Virtuous Athletic Cycles
I remember looking at a baseball yearbook long ago and seeing the picture of a 39-year-old player. He looked old and grizzled, and by the standards of the day, he was. But today there are more than a few 39 year-olds making their living by being active athletes.
In the Olympics, too, the 30-something athlete shows up more and more. Athletes Slow Down More Slowly explores why this might be so. And it's not physiology, although advances in training, injury prevention and biomechanical efficiency help. The real difference lies more in economics and prolonged activity. Before professional athletes were allowed to compete in the Olympics, few athletes could afford to continue training and competing beyond their 20s:
"What we thought was aging," said Joel M. Stager, a professor of kinesiology at Indiana University, "was really just inactivity."Today, though, there are lots of ways to get paid for moving your body in an athletic way well beyond the time of athletic retirement a few years ago:
"It's a completely different ballgame when you can make a living," said Rowdy Gaines, a former world-record holder and winner of three gold medals at the 1984 Los Angeles Games in swimming. He is now a commentator for NBC Sports. "It keeps you in the sport much longer."
A virtuous cycle is then formed: athletes keep competing because they can and because they have new hope of winning as they age.
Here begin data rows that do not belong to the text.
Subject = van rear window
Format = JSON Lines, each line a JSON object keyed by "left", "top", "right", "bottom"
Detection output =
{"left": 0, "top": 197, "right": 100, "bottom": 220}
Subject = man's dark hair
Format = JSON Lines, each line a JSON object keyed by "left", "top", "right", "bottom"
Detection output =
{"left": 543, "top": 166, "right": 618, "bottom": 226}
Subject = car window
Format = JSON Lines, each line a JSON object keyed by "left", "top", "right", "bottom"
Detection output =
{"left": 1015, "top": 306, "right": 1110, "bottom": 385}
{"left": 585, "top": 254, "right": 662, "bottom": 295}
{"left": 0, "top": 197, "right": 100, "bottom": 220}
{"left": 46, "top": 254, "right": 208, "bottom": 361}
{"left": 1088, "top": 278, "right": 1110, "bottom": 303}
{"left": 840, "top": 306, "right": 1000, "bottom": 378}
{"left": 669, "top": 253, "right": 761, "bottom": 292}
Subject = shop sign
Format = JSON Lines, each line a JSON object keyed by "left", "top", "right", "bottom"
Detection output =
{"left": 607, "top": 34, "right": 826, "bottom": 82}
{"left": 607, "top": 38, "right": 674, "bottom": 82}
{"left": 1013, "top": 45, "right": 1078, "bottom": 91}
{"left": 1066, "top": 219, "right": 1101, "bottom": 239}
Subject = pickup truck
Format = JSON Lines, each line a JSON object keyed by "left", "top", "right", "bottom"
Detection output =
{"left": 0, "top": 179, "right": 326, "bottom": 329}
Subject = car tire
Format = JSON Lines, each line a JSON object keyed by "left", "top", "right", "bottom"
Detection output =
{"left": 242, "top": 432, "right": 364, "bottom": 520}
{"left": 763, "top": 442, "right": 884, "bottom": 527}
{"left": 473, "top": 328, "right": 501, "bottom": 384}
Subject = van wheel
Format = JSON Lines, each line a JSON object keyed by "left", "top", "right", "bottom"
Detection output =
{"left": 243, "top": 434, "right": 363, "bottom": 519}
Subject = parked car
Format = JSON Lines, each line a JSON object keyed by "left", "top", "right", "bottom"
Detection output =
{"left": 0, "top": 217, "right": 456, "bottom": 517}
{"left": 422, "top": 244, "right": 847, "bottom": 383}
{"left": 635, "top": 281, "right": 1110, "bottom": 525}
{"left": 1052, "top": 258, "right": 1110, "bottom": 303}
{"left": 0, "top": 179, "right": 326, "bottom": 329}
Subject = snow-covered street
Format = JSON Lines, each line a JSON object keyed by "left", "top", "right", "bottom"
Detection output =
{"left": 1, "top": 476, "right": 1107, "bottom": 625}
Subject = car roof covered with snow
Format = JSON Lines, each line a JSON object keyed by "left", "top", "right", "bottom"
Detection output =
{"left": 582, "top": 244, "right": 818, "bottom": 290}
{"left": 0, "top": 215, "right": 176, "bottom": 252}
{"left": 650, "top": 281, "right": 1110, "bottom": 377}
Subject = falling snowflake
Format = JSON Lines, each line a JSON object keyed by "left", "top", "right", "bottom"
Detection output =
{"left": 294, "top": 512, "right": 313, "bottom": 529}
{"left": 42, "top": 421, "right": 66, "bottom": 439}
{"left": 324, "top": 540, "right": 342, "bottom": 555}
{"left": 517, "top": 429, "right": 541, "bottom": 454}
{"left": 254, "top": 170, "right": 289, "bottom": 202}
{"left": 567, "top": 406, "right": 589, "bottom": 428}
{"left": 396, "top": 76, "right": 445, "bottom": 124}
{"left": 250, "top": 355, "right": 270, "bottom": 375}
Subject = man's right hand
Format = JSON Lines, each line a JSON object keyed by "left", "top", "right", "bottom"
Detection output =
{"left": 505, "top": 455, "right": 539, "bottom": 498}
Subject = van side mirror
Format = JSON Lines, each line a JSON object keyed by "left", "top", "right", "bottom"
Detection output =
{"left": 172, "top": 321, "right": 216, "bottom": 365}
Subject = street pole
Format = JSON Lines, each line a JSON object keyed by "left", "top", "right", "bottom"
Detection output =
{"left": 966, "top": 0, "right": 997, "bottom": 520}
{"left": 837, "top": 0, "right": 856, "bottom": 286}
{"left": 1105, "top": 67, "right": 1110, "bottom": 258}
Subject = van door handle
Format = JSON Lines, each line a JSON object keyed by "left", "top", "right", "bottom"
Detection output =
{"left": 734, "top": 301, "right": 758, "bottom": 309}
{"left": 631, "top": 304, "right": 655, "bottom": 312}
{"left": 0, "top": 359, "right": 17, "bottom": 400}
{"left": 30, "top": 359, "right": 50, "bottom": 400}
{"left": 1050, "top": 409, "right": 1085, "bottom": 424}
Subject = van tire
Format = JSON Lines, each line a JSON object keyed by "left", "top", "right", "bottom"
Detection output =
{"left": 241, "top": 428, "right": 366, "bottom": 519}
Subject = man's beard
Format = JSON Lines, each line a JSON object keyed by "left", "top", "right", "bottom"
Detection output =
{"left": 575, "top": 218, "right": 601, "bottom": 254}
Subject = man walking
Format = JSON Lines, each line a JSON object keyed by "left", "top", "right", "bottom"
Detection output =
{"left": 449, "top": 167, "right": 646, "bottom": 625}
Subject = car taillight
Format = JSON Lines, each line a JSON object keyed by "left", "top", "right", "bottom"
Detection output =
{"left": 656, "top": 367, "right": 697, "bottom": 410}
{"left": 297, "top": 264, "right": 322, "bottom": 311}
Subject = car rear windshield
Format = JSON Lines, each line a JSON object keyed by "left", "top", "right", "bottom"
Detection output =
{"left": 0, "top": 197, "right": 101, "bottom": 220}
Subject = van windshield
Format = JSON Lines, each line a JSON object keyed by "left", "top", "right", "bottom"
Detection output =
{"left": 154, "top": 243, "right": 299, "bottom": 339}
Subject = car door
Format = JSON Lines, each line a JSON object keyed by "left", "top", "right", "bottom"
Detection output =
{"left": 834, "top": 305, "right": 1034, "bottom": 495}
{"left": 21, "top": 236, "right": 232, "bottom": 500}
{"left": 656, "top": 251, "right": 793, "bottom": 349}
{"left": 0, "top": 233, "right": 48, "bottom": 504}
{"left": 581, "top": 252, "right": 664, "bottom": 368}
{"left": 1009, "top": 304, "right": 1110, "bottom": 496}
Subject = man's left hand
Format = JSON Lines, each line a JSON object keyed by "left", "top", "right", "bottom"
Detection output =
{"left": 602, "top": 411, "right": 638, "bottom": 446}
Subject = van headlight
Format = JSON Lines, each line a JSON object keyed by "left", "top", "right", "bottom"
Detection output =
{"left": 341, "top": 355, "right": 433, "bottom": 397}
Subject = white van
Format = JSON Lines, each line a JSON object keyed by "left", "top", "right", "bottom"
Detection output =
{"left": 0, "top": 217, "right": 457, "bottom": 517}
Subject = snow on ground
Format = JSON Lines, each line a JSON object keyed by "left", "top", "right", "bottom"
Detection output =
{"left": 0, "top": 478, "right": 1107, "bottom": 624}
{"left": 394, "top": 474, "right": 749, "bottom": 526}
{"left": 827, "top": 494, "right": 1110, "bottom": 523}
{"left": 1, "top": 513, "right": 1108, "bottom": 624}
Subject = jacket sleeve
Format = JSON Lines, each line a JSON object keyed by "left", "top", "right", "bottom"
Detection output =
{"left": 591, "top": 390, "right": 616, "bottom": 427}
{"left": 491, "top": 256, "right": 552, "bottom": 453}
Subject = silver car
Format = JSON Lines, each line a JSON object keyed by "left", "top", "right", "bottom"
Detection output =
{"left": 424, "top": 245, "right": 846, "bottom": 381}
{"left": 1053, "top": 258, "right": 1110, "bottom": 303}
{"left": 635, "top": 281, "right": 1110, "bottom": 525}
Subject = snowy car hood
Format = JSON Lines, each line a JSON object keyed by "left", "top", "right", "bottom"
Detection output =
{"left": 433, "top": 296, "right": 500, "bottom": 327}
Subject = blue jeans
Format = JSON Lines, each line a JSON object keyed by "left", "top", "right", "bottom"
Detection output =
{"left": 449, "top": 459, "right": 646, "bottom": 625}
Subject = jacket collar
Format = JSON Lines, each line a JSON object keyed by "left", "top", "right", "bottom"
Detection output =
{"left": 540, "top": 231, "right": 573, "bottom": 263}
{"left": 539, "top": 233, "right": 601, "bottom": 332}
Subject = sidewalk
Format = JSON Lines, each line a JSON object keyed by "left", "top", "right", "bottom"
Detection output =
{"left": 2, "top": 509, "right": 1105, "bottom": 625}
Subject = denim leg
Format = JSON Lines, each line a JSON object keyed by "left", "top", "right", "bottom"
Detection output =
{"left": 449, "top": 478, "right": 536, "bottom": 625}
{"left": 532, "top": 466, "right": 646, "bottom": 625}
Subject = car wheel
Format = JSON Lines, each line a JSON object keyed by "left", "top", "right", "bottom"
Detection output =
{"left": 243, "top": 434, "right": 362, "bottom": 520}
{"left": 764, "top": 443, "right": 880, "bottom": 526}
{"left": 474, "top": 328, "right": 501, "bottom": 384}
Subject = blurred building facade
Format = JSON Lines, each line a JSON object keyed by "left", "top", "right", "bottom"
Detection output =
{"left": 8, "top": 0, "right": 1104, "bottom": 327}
What's interesting to me here is the idea that when you begin looking at context instead of narrowing on performance, it's possible to reduce limitations. In this case, what was assumed a natural physiological limitation turns out to have more to do with economics than athletics. None of us can exist without context, ourselves as we relate to our total environment. Casting a wide net, going beyond pure biomechanics or physicality can change things, sometime pretty significantly.